Robert Leicht, associate professor of architectural engineering, uses organizational theory, communication theory and information and process modeling to research how to best assemble integrated teams and develop integrated processes in order to design and build ultra-high-performing buildings. He evaluates building projects’ costs, schedules and quality performance under different project delivery methods. By studying team interactions, including design charrettes, goal-setting and building information modeling (BIM) use, Leicht investigates the best approaches for team integration and collaboration.

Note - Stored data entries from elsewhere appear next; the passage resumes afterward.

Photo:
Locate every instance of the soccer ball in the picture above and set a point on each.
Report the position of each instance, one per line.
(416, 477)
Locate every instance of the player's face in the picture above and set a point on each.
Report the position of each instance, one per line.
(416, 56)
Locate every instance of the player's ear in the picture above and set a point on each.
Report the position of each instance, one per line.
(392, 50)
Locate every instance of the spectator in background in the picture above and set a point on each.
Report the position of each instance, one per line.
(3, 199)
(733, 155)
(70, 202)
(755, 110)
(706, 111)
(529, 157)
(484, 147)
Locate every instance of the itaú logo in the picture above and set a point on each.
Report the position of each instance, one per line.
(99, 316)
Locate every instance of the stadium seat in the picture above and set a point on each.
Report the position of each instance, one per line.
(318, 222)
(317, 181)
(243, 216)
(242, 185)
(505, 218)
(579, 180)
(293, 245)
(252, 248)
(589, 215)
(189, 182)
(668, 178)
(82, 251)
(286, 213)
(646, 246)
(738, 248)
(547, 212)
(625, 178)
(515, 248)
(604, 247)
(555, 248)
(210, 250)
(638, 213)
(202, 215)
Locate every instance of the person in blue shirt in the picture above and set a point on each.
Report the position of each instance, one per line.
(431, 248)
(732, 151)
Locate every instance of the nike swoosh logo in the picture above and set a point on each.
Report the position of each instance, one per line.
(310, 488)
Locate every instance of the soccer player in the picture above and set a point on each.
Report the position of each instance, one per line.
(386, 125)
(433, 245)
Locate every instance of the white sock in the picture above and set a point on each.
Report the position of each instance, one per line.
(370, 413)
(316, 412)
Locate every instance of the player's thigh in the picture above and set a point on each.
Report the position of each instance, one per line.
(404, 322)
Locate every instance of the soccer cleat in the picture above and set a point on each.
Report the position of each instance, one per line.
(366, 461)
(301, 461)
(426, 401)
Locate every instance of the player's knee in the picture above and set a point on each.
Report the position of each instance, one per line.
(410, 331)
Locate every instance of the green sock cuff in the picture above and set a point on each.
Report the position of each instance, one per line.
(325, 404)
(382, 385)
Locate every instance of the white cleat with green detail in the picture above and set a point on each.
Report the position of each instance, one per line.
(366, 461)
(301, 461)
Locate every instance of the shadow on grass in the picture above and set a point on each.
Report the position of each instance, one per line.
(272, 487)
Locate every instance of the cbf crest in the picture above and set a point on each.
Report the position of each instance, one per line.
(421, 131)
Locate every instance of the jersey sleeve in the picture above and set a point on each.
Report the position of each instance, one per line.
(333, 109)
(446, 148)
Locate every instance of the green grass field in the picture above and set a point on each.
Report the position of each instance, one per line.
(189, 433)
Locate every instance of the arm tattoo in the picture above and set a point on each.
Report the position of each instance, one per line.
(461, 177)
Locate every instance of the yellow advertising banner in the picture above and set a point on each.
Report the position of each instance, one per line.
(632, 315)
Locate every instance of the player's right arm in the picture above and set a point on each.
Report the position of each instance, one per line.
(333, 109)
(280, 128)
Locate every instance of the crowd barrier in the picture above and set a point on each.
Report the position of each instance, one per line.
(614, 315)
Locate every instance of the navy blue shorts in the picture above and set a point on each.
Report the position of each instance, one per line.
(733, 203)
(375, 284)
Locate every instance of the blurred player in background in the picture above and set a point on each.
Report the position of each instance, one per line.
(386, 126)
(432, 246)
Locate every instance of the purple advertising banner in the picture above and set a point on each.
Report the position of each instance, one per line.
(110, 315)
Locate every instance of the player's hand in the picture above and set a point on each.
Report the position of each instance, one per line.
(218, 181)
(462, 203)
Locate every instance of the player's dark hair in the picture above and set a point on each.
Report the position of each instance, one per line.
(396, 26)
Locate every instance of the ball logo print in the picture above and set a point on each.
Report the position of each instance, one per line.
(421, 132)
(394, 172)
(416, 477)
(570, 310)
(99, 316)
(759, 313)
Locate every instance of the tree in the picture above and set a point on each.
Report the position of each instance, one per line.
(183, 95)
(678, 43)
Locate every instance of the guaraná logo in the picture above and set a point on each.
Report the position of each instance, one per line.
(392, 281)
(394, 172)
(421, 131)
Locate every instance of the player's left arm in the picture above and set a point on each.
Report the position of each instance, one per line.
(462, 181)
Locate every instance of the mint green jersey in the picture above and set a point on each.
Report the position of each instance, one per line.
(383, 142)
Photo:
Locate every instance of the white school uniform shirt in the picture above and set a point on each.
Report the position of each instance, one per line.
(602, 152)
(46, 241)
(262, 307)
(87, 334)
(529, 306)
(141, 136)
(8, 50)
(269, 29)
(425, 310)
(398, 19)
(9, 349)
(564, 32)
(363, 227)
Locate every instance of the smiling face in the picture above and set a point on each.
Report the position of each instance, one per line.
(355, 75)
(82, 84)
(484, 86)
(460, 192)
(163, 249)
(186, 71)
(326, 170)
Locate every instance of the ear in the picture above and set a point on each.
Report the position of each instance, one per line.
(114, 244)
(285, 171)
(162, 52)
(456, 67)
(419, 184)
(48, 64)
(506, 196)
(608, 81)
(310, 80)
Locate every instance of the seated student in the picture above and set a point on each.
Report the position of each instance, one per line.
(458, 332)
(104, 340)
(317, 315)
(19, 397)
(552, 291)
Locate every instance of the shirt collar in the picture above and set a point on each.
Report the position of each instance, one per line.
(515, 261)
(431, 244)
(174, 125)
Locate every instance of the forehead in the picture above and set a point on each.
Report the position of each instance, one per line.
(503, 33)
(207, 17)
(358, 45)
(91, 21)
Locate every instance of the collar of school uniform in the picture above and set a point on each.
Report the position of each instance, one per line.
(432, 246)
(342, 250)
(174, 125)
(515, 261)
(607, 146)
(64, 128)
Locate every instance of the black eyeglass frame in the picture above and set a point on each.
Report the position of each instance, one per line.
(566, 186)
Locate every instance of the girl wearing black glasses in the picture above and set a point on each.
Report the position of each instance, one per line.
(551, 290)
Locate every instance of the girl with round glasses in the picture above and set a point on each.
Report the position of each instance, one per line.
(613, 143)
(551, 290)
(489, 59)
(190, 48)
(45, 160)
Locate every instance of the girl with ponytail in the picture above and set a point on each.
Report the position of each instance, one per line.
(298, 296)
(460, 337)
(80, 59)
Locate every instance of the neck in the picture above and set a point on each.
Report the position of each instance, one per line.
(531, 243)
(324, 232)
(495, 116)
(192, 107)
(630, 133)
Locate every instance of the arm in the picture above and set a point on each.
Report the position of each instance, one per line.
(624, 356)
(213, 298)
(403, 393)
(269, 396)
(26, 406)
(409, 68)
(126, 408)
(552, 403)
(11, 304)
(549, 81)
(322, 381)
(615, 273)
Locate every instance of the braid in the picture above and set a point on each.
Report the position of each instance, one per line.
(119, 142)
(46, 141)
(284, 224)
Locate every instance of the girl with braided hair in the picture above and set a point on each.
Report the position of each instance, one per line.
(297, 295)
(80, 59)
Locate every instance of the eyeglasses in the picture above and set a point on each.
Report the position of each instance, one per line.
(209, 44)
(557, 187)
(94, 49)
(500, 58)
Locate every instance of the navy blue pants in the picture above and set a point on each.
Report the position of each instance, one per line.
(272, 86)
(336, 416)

“The design and construction services offered in the building industry are really about the ability of personnel, architects, engineers and construction managers to process the needs of a client and translate those needs into building designs, integrated systems and ultimately, the construction of a facility that provides function and value to the clients,” he said.
While it is possible for divisive and adversarial teams to deliver facilities, Leicht said projects from combative teams are often late, expensive and suboptimal.
“Cohesive, integrated teams develop processes that bring together disciplines across firms and phases to define and deliver a project that exceeds the customer’s needs by defining the unique interdependencies of the systems, timeline and risks of a project, and sees those challenges as opportunities to innovate in the design and delivery of a facility,” he said. “By functioning as a team, they not only streamline the delivery of information among team members, but they ultimately deliver a more constructible and effective facility for the client.”
By providing a better understanding of how delivery methods impact team development and how that relates to improved project performance, Leicht’s research potentially will directly influence national and international building infrastructure. Innovations in team performance and project delivery will lead to advancements in undergraduate and graduate education, specifically related to the design, build and maintenance of ultra-high-performance buildings.
Integration and collaboration skills will be further embedded into the architectural engineering curriculum at Penn State through the development of increased breadth awareness and appreciation of tasks and design processes that each specialty designer or trade undertakes.
“By understanding, at a high level, how others perform their work and what drives their processes, our students are better able to understand the value proposition of collaboration. In addition to this appreciation, we embed opportunities for students to collaborate both in engineering problem-solving and the integrated design processes. These develop their designs skills and competencies in parallel with their teamwork skills,” Leicht said.
“As the students progress, they naturally learn to work with their peers and seek their expertise, creating both a team atmosphere for the cohort of students and a lifelong appreciation and value in seeking colleagues and team members that are effective team members.”
Leicht’s integrated project delivery efforts emphasize building design based on occupant behavior, construction process improvements to decrease costs and increase performance, and building maintenance innovations. Instead of isolating disciplines, the approach brings together architects, engineers and builders to plan, design, construct and maintain buildings.
This defined, holistic building design method will help improve occupant comfort, safety and productivity while decreasing energy consumption and building system inefficiency.
“The purpose of a building is to enable and support its occupants. It doesn’t matter if it’s a tiny house or a hospital, the design and delivery process needs to leverage the full range of expertise available to ensure our building infrastructure is optimized as a facility, not sub-optimized as a set of systems and processes,” Leicht said.
“The emerging delivery methods that align the project success with the financial success of firms are creating new levels of performance and integration of facilities that are unparalleled in previous movements in the industry.”